Weekly Wrap-Up

January 3-7, 2000

The North American fixed income markets started the new year on a volatile note. The concern over potential interest rate increases, combined with the release of employment data in both Canada and the US, prevented investors from getting excited about bonds. The equity markets went on a volatile roller coaster ride in the first week of trading this year. Investors anxious to lock in profits from last years big winners, particularly the technology sector, sold to start the year off. This strategy allowed them to book profits, but not need to recognize the capital gains in the 1999 tax year.

The North American fixed income markets started the new year on a volatile note. The concern over potential interest rate increases, combined with the release of employment data in both Canada and the US, prevented investors from getting excited about bonds.

Taking some of the uncertainty out of the market this week, was US President Clinton's announcement that Federal Reserve Board Chairman Alan Greenspan would be nominated for a fourth term as head of the US Federal Reserve Board. This is good news for the markets, due to the fact that the prudent management of US monetary policy stewarded by Mr. Greenspan will continue, provided the US Senate approves the nomination. There is little reason to believe that the Senate would choose not to approve the appointment. After all, Mr. Greenspan has presided over the Federal Reserve Board for the longest peace time economic expansion in US history. Why rain on the parade?

The Canadian market has experienced a 'mini-LTCM'. Canadian hedge fund Phoenix declared its intention to proceed with an orderly liquidation this week after discovering apparent inappropriate trading by one of its bond traders lead to a $CDA 7.4 million loss. The company and regulators are investigating the causes of the loss in an effort to discover where fault lies.

Due to the increasing interest rates evidenced in the bond market this week, and the longer term trend towards increasing rates, the major banks in Canada raised interest rates on mortgage loans. Long-term mortgages increased by 30 basis points to approximately 7.65%.

On the economic front, increased interest rates in the US has begun to dampen the US housing market as new home sales decreased 7% in November on a month-over-month basis; US non-farm payrolls added 315,000 new jobs; the unemployment rate remained at 4.1%; average hourly earnings rose 6 cents. In Canada the unemployment rate was 6.9%; 43,000 new jobs were created. The unemployment rates remained unchanged due to the number of people who continue to join the labour force.

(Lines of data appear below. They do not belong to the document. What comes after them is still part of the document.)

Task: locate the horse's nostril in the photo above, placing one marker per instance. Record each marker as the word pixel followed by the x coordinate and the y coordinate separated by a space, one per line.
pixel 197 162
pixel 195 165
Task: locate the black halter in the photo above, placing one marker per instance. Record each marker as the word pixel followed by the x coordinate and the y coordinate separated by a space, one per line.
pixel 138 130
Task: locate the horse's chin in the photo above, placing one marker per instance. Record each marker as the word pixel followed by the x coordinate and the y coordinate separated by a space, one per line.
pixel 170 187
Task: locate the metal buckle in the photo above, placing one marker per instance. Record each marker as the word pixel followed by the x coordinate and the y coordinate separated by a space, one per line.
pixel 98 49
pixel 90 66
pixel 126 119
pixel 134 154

In Canada the 30 year long bond closed at 6.41%, after a rough ride which saw yields rise to 6.49% mid-week. In the US, the Treasury 30 year long bond added to its recent losses, closing at a yield of 6.54%, after testing its recent high yield of 6.63% earlier in the week. Many dealers complained that the markets remain relatively illiquid, even with the holiday season and Y2K behind us. Several institutional accounts indicated that they were not going to participate in the markets until they were certain that the full trading and security settlement cycle were unaffected by the Y2K bug. Look for more liquidity to return to the bond markets next week.

The North American equity markets went on a volatile roller coaster ride in the first week of trading this year. Investors anxious to lock in profits from last years big winners, particularly the technology sector, sold to start the year off. This strategy allowed them to book profits, but not need to recognize the capital gains in the 1999 tax year.

Companies such as Nortel, BCE, Dell, and a lot of the dotcom stocks saw their market values eroded by investor selling. As the technology sector lost ground, the Nasdaq was down over 10% in the first few trading days of the year. However, the strength of the employment reports breathed life back into the stock markets, as investors refocused on the strength of the economy, and the potential for strong fourth quarter earnings.

One loser this week was Lucent Technology, which indicated fourth quarter earnings would be less than anticipated, lost 29% of its market capitalization at one point this week. The loss at Lucent ended up as a win at Nortel.

Nortel Networks recovered from being down over 15% on the week on the news of Lucent's profit warnings. Analysts believe that the losses at Lucent will translate into orders at Nortel. As well, Nortel announced the purchase of Promatory Communications for $US 780 million in stock. Promatory has designed technology which will allow private homes and businesses to have up to 12 phone or high speed internet lines on one traditional copper wire line.

On the acquisition tail is Chapters Online, who announced this week the purchase of GardenCrazy.com. This will move Chapters Online into more niche markets where it believes it can benefit from customer loyalty and increased revenues. The company has announced that it will look for more companies to purchase as opportunities arise. Analysts believe that the deal will eventually add to the cashflows of Chapters, but will mean a longer time horizon to profitability.

By the weeks end the TSE was up 0.2%, the Nasdaq had recovered to down 2%, the S&P500 was down 1.9%, while the DJIA was up 0.2% and closed the week at a record high.

Next week brings more accounts back to the market, which should mean an increase in market liquidity. Look for more profit taking in the technology sector as investors look for undervalued securities in the cyclical sector which can benefit from the economic resurgence of Europe and Asia. Interest rate sensitive stocks may languish until the Federal Reserve Board and the Bank of Canada make their intentions clear in early February. Good trading.